[Date Prev][Date Next] [Thread Prev][Thread Next] [Date Index] [Thread Index]

Re: [patch 3/2] m68k: Atari EtherNAT - add writew_be for data push



Hi,

> > > Looking at the SCSI driver in 2.6.26, it's no surprise - the error handling 
> > > update that I did for 2.6.18 is not included in Geert's current 2.6 patch 
> > > series. Looks like I botched the patch submission way back when. 
> > 
> > It's a pity.

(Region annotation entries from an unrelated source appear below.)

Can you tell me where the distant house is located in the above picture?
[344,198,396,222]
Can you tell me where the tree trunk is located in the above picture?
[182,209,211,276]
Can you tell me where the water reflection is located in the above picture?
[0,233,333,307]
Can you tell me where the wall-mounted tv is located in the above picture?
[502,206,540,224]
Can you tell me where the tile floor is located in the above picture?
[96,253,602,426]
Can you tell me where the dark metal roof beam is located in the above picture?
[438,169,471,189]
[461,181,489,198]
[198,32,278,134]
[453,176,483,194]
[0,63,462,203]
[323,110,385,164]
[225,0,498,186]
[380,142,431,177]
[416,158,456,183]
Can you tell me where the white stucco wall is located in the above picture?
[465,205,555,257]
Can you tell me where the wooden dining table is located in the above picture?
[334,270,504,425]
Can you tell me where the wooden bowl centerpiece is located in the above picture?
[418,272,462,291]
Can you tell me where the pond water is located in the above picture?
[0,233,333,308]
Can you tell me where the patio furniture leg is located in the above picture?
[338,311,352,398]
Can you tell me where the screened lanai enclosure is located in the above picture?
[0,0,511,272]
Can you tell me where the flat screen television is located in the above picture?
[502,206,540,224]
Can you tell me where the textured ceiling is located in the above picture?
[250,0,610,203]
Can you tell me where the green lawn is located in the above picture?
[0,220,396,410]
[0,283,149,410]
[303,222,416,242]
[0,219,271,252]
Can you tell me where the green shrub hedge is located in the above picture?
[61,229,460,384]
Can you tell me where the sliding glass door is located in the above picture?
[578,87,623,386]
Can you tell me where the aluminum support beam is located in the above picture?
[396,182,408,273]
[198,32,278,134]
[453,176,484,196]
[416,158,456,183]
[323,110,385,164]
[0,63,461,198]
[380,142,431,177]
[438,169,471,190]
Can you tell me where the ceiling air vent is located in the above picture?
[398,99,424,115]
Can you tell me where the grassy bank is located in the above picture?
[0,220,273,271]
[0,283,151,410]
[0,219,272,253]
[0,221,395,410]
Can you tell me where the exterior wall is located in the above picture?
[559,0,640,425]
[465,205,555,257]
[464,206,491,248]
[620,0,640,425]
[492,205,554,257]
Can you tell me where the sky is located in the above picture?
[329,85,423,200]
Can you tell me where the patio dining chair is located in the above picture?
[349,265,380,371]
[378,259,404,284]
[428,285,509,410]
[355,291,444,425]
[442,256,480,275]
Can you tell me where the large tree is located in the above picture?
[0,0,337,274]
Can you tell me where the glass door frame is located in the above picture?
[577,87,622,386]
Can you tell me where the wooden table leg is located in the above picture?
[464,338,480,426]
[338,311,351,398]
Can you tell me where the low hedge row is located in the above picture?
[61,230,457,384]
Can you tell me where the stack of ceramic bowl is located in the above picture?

You put so much work in it but none of your patches
> > (EtherNEC, EtherNAT or SCSI) got it into a current kernel.
> > 
> > Is there a reason why?
> 
> When Michael thinks they're ready, he can submit them to netdev or linux-scsi
> ;-)

I'm happy for them to live in linux-m68k :-)

EtherNEC and EtherNAT are 'ready' in the sense they are working reliably. They 
are by no means 'ready in the sense that mainline kernel maintainers would be 
happy to take my patches. 

The reasons for this are:

EtherNEC needs to be rewritten based on the current ne.c code. I'm not sure if 
it can be merged into ne.c at this stage. There's a lot of code in the EtherNEC 
driver that can be removed now. Due to the lack of interrupts, there will still 
be the need of using a special interrupt handler guarding from interrupt 
processing before the ethernet device has been opened. 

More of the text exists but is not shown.